The restaurant has a second floor which, we were told by the restaurant’s manager, is a replica of Muhamad Rakhim Khan’s harem which was part of his palace. It is worth noting the unique photos of this business and military man on the walls of the entrance to the second floor dining area. We visited the restaurant late Saturday afternoon and this floor was awash with children being thoroughly entertained by a variety of clowns. The manager informed us that the shutters of this floor are always closed and the clocks remain stopped to give the impression of the non-existence of time, as it was during the Rakhim Khan’s era.

Returning to our table we removed our shoes and immersed ourselves in the array of cushions and pillows and lay dreaming of what life must have been like in Uzbekistan at the time of the legendary figure Khodja Nasreddin, as we prepared to select our meal.

The menu makes interesting reading and the numerous intriguing dishes offering almost every part of an animal’s anatomy are laced with stories and names of famous merchants, travellers and warriors who ate these dishes many years ago.

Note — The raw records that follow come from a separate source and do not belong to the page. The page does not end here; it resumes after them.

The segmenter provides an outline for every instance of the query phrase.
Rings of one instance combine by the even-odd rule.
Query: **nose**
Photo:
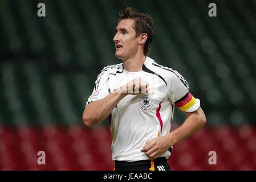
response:
[[[119,38],[118,36],[118,33],[116,33],[116,35],[115,35],[114,38],[113,38],[113,41],[115,43],[117,43],[119,42]]]

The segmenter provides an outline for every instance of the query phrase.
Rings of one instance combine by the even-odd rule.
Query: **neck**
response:
[[[144,54],[123,60],[124,68],[131,72],[139,72],[142,70],[142,66],[146,60]]]

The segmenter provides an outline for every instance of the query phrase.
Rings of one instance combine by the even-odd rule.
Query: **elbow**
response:
[[[83,114],[82,120],[84,124],[88,127],[91,127],[97,122],[96,119],[94,119],[90,114],[85,112]]]
[[[91,120],[88,119],[86,117],[84,117],[83,116],[83,122],[84,123],[84,124],[88,127],[91,127],[92,126],[92,122]]]
[[[201,123],[202,127],[204,127],[205,124],[206,123],[206,117],[205,117],[205,115],[204,113],[202,113],[202,114],[201,116]]]

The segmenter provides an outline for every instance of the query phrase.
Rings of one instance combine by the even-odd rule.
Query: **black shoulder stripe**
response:
[[[178,72],[176,73],[173,69],[172,69],[171,68],[169,68],[168,67],[163,67],[163,66],[161,66],[161,65],[160,65],[159,64],[155,64],[155,63],[152,63],[152,65],[153,65],[154,66],[157,67],[159,68],[164,69],[165,70],[167,70],[167,71],[169,71],[170,72],[173,72],[173,73],[175,74],[176,76],[177,76],[177,77],[180,80],[180,81],[181,81],[181,82],[185,85],[185,86],[186,86],[188,89],[189,89],[189,83],[188,82],[188,81],[186,80],[186,79],[184,78],[184,77],[183,77],[181,76],[181,75],[180,75]]]
[[[117,69],[120,69],[121,68],[122,68],[122,71],[117,71],[116,73],[110,73],[109,75],[116,75],[117,73],[121,73],[123,72],[123,71],[124,71],[124,66],[123,65],[123,64],[115,64],[111,66],[107,66],[106,67],[104,67],[103,68],[103,69],[101,71],[101,72],[100,72],[100,74],[99,74],[97,77],[97,80],[95,81],[95,85],[94,86],[94,88],[96,90],[99,89],[99,84],[100,81],[100,79],[101,78],[101,76],[103,75],[104,72],[108,71],[108,69],[112,69],[112,68],[117,68]],[[108,80],[108,79],[109,78],[109,77],[108,78],[107,80]]]
[[[177,104],[181,101],[183,101],[188,95],[189,92],[188,92],[184,97],[182,97],[182,98],[181,98],[181,99],[179,99],[178,100],[177,100],[176,102],[175,102],[175,104]]]
[[[149,69],[147,68],[146,66],[144,64],[143,64],[143,65],[142,66],[142,70],[143,70],[145,72],[148,72],[148,73],[151,73],[151,74],[157,75],[157,76],[159,78],[160,78],[162,80],[162,81],[164,81],[164,82],[165,83],[165,85],[166,85],[166,86],[167,86],[166,82],[165,81],[165,80],[164,79],[164,78],[161,75],[159,75],[159,74],[154,72],[153,71],[152,71],[151,70],[150,70]]]

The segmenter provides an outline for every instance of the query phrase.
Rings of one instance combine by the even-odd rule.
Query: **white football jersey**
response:
[[[188,82],[177,71],[157,64],[149,57],[142,68],[130,72],[124,69],[123,63],[104,68],[86,103],[86,107],[136,78],[149,84],[149,93],[127,96],[109,115],[114,160],[149,159],[141,150],[147,141],[170,132],[175,105],[186,112],[194,111],[200,105],[200,100],[189,93]],[[170,155],[168,150],[160,156],[168,159]]]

The shashlik with sheep’s testicles will have the men crossing their legs when they order.

We both chose the salmon “Termez Style” ($12) with amber caviar for a cold starter and had the salmon “Muynaksky Style” ($18) with roasted spinach, and veal “Koreyka” ($26) for main dishes. We ordered bread “Cake of Khiva” ($3) which was freshly baked in the onsite Uzbekistan bakery and a side dish of pickled vegetables “Kyzyl-Kumsky” ($10).

This was all washed down with a glass of young Uzbek red wine ($13) a glass of “Le Sommelier” ($8) and raspberry fruit brandy ($3).

I have to admit that by this stage of the proceedings we were a little overextended, gastronomically, to attempt desert but a quick glance at the menu revealed an extensive and extremely tempting selection ($6-17).

In addition to the memorable meal the out-of-town experience to be had at Khodja Nasreddin in Khiva is further enhanced by entrancing belly dancing performances each evening and special one hour shows of dance, musicals andopera each Friday and Saturday nights commencing at around 22:00, all complimentary with your meal.